TFDF was running von GoogleColab and Multipass.

Multipass:

Ubuntu 20.04.3 LTS
14.4G Disk
3.8G Memory

Hyperparameter

The GradientBoostedTree model was run with following parameter:


dt_kwargs_base = {
    'num_trees':100,
    'growing_strategy':"BEST_FIRST_GLOBAL",
    'max_depth':6,
    'use_hessian_gain':True,
    'sorting_strategy':"IN_NODE",
    'shrinkage':1.,
    'subsample':1.,
    'sampling_method': 'RANDOM',
    'l1_regularization':1.,
    'l2_regularization':1.,
    'l2_categorical_regularization':1.,
    'num_candidate_attributes': -1,
    'num_candidate_attributes_ratio': -1.,
    'min_examples':1,
    'validation_ratio':0.,
    'early_stopping':"NONE",
    'in_split_min_examples_check':False,
    'max_num_nodes': -1,
    'verbose': 0,
}

Dataset

Sklearn - Cov_Type Dataset

Classes: 7
Samples total: 582012
Dimensionality: 54
Features: int

Splitted with sklearns train_test_split with test_size=0.2 and random_state=42. We decremented y by 1, so that the value range was right.

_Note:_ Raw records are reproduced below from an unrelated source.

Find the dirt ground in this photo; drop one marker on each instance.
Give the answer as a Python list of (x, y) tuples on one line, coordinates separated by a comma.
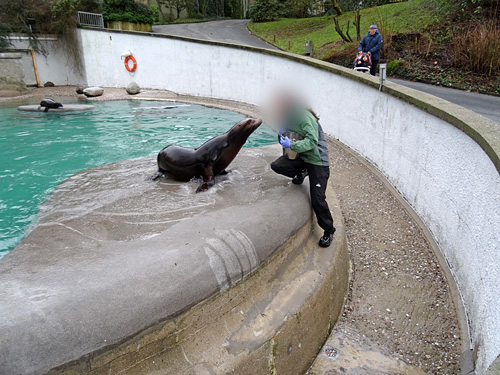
[(399, 302), (399, 297)]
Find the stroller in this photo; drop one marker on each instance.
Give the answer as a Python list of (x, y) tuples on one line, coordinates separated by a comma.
[(363, 62)]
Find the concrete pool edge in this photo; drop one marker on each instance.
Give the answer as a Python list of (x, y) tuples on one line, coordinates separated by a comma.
[(224, 332), (62, 288)]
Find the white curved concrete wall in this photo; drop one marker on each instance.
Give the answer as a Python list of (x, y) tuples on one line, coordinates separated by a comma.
[(442, 172), (54, 62)]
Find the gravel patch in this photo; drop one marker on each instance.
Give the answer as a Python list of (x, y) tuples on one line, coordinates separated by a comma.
[(399, 297)]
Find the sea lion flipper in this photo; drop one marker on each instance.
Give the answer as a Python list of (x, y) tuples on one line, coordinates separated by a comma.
[(157, 176)]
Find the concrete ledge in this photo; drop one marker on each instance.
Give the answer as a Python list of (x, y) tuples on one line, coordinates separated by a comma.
[(272, 322), (64, 108), (108, 278)]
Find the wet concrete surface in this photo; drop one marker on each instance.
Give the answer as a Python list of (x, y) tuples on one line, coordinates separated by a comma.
[(114, 253)]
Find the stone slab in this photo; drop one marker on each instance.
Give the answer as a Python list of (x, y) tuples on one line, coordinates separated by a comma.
[(64, 108), (114, 253)]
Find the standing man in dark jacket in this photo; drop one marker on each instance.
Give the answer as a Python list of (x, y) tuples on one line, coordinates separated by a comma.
[(372, 44), (312, 161)]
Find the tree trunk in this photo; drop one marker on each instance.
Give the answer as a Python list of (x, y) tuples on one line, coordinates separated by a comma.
[(347, 31), (336, 7), (339, 30)]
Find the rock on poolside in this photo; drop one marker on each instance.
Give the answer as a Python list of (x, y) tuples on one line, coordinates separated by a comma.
[(93, 91), (133, 88)]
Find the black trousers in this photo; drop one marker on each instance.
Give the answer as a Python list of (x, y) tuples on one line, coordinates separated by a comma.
[(373, 70), (318, 179)]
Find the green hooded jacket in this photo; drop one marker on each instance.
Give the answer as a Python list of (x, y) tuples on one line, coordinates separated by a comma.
[(313, 148)]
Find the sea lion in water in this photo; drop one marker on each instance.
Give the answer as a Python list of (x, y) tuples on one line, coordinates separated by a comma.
[(49, 103), (207, 161)]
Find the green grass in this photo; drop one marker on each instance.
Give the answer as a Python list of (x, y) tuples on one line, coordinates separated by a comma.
[(291, 34)]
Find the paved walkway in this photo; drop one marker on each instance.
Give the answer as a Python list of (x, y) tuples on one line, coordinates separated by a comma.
[(235, 31), (227, 31)]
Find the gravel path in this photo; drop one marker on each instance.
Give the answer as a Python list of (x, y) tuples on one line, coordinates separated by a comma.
[(400, 303), (399, 296)]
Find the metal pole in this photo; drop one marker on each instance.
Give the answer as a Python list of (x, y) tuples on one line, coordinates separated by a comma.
[(382, 75)]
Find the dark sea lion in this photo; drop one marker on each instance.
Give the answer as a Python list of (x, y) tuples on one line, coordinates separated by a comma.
[(49, 103), (207, 161)]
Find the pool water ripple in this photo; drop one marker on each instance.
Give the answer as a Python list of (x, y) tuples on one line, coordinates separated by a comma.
[(40, 150)]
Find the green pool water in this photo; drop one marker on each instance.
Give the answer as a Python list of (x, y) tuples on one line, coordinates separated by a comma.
[(40, 150)]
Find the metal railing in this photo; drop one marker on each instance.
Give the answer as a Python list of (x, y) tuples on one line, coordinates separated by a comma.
[(90, 19)]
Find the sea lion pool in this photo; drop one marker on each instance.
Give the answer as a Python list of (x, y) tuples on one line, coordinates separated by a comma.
[(40, 150)]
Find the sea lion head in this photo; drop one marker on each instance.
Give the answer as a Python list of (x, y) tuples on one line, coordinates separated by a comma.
[(243, 129)]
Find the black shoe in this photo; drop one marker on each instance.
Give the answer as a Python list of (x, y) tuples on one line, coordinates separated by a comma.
[(327, 239), (299, 179)]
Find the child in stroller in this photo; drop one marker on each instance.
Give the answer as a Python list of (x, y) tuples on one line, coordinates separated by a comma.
[(363, 62)]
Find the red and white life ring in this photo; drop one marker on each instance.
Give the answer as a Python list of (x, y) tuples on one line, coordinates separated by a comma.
[(134, 67)]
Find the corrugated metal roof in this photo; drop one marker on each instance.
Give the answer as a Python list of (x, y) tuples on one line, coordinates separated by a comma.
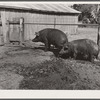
[(41, 7)]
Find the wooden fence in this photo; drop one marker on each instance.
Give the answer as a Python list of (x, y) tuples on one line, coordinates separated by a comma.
[(21, 24)]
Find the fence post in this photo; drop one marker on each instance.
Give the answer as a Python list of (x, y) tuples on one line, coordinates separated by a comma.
[(5, 27), (21, 30), (54, 23), (8, 32)]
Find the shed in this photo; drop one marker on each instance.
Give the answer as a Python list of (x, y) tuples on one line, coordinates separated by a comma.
[(38, 16)]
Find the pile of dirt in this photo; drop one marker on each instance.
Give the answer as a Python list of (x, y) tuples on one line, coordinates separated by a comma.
[(29, 68), (61, 74)]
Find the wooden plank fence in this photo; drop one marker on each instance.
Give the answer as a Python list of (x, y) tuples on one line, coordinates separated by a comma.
[(21, 24)]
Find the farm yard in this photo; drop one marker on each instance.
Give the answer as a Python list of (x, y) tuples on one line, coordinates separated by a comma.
[(29, 67)]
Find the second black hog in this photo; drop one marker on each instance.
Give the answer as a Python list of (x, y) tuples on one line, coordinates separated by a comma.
[(52, 36), (82, 49)]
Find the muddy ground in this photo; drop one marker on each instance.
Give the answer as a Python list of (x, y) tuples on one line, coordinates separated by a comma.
[(29, 67)]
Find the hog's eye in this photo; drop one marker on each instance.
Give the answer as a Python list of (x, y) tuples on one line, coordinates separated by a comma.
[(66, 48)]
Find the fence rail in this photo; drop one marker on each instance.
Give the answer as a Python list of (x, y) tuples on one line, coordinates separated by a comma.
[(21, 23), (18, 22)]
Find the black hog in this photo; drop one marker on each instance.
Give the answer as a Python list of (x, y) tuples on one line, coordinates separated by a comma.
[(50, 36), (82, 49)]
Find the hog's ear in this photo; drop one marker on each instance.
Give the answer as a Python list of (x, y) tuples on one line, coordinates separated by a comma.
[(37, 33), (66, 47)]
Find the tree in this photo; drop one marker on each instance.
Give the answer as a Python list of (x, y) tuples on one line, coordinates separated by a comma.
[(87, 11)]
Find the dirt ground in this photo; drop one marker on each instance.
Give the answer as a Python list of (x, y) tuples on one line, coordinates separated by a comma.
[(29, 67)]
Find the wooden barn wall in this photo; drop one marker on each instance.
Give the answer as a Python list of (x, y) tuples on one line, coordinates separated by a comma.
[(30, 29)]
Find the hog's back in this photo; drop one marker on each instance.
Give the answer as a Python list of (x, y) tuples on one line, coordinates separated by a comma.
[(54, 36)]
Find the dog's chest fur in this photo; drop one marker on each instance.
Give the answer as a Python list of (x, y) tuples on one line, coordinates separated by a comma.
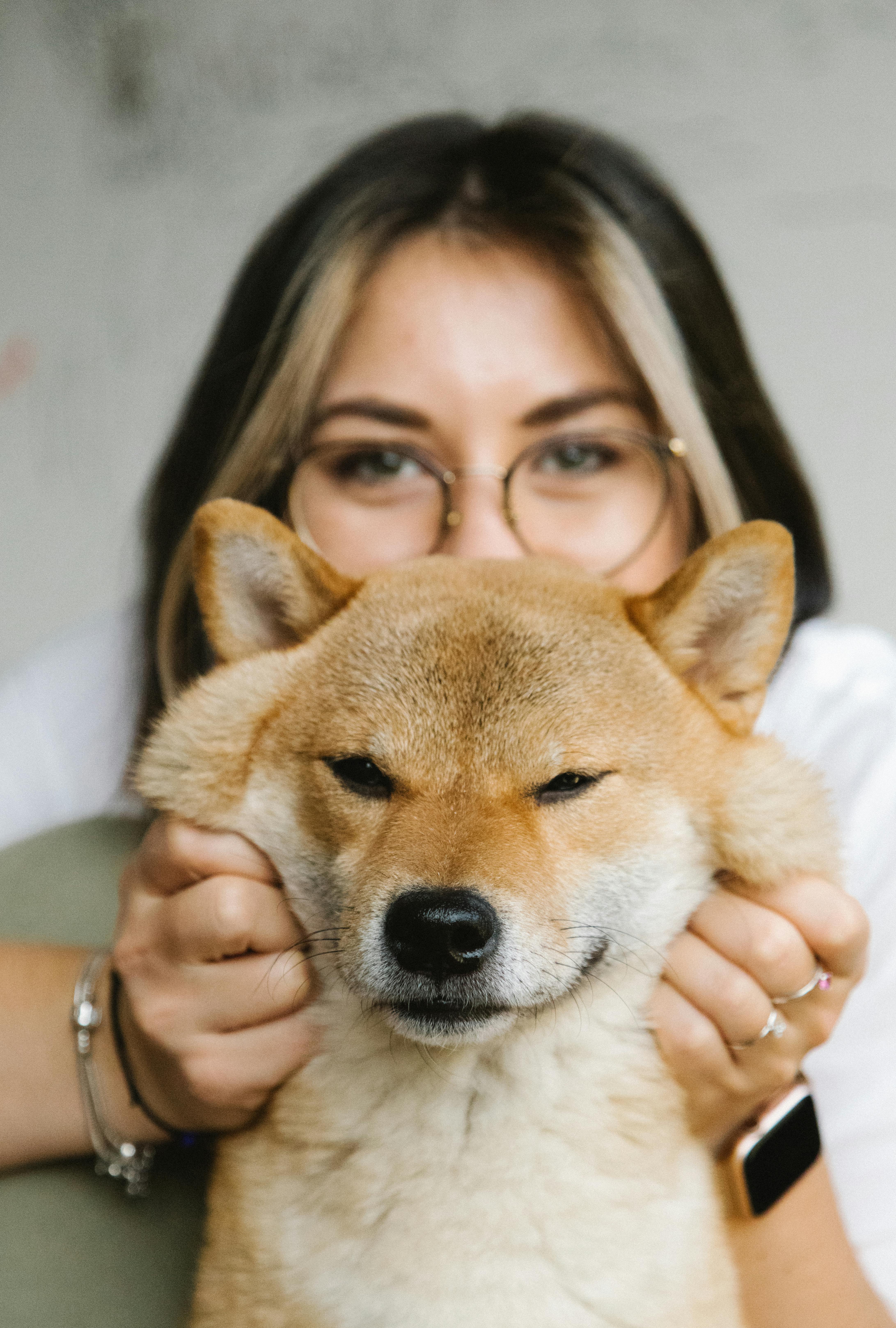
[(546, 1180)]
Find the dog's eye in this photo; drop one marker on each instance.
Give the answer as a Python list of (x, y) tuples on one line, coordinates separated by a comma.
[(566, 786), (362, 776)]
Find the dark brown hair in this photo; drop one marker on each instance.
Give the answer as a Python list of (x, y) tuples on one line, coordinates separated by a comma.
[(508, 180)]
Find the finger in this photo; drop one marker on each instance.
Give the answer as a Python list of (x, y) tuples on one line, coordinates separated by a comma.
[(691, 1042), (176, 853), (720, 990), (833, 923), (226, 917), (241, 1070), (721, 1091), (239, 994), (757, 939)]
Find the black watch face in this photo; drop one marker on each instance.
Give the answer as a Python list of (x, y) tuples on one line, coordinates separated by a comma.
[(781, 1156)]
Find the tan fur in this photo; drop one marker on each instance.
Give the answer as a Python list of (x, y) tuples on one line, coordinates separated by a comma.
[(538, 1171)]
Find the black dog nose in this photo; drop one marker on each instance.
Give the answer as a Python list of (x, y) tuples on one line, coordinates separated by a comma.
[(441, 933)]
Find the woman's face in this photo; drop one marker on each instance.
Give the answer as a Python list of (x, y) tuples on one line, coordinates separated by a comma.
[(476, 354)]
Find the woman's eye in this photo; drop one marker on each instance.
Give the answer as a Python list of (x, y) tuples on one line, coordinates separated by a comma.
[(374, 468), (360, 775), (567, 786), (583, 459)]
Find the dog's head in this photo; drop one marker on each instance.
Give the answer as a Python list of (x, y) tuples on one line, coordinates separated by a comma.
[(478, 780)]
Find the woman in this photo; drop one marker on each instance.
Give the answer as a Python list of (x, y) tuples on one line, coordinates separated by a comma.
[(447, 301)]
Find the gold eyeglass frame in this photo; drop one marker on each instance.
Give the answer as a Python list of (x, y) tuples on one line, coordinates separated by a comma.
[(663, 450)]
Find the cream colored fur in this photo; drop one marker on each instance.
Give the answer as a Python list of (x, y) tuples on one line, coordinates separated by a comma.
[(534, 1171)]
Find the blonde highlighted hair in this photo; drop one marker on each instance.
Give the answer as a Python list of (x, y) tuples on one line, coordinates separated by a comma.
[(582, 201)]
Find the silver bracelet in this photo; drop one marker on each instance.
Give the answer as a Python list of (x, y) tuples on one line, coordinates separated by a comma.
[(116, 1157)]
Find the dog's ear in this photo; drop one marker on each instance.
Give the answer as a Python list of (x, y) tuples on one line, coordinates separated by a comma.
[(721, 622), (258, 586)]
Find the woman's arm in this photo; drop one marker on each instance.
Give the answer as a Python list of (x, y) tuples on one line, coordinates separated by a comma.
[(40, 1108), (212, 1007), (796, 1265)]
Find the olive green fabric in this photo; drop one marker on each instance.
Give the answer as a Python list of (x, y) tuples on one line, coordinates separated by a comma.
[(75, 1250)]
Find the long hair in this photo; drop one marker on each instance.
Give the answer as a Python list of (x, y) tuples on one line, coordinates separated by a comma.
[(589, 205)]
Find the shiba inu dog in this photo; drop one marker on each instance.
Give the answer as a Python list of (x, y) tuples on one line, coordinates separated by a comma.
[(494, 792)]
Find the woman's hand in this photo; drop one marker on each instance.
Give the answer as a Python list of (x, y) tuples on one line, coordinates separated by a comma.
[(742, 947), (214, 978)]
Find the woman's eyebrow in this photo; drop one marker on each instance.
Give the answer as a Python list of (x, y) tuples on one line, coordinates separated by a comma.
[(368, 408), (561, 408)]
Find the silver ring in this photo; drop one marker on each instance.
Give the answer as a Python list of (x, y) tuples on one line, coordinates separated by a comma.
[(775, 1024), (821, 979)]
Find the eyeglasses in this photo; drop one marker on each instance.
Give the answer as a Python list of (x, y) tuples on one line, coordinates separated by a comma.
[(595, 500)]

Result of predictions of test set

After training completed without an issue we got this predictions from test set:

[[nan nan nan ... nan nan nan]
 [nan nan nan ... nan nan nan]
 [nan nan nan ... nan nan nan]
 ...
 [nan nan nan ... nan nan nan]
 [nan nan nan ... nan nan nan]
 [nan nan nan ... nan nan nan]]

The trees produced did not look suspicious.

This did not happen when we:

Lowered num_trees (i.e. to 50)
Lowered tree depth (i.e. to 3)
Set use_hessian_gain to false
Lowering the shrinkage (i.e. 0.5 or smaller)

So far we have not looked further into it. Maybe you have an idea, why this happened?

Thanks a lot in advance

Best Regards

Timo

Feb 02 '22 14:02 omit-ai

Hi,

It is most likely a numerical accumulation problem. Thanks for the report, I'll take a look at it.

In the mean time, some remarks regarding the hyper-parameters:

sorting_strategy: While this has not impact on the quality of the final model, this will likely make the model train slower. Unless there is a good reason, it is generally good to leave the default parameter.
shrinkage: A shrinkage of 1 is a bit strange. While possible, this will likely make the model's accuracy relatively poor.
{l1,l2}_regularization: While those make sense, the default values are generally better for a first run.
max_num_nodes: Again, while possible, this is a strange value for this corresponding growing_strategy.

Feb 11 '22 15:02 achoum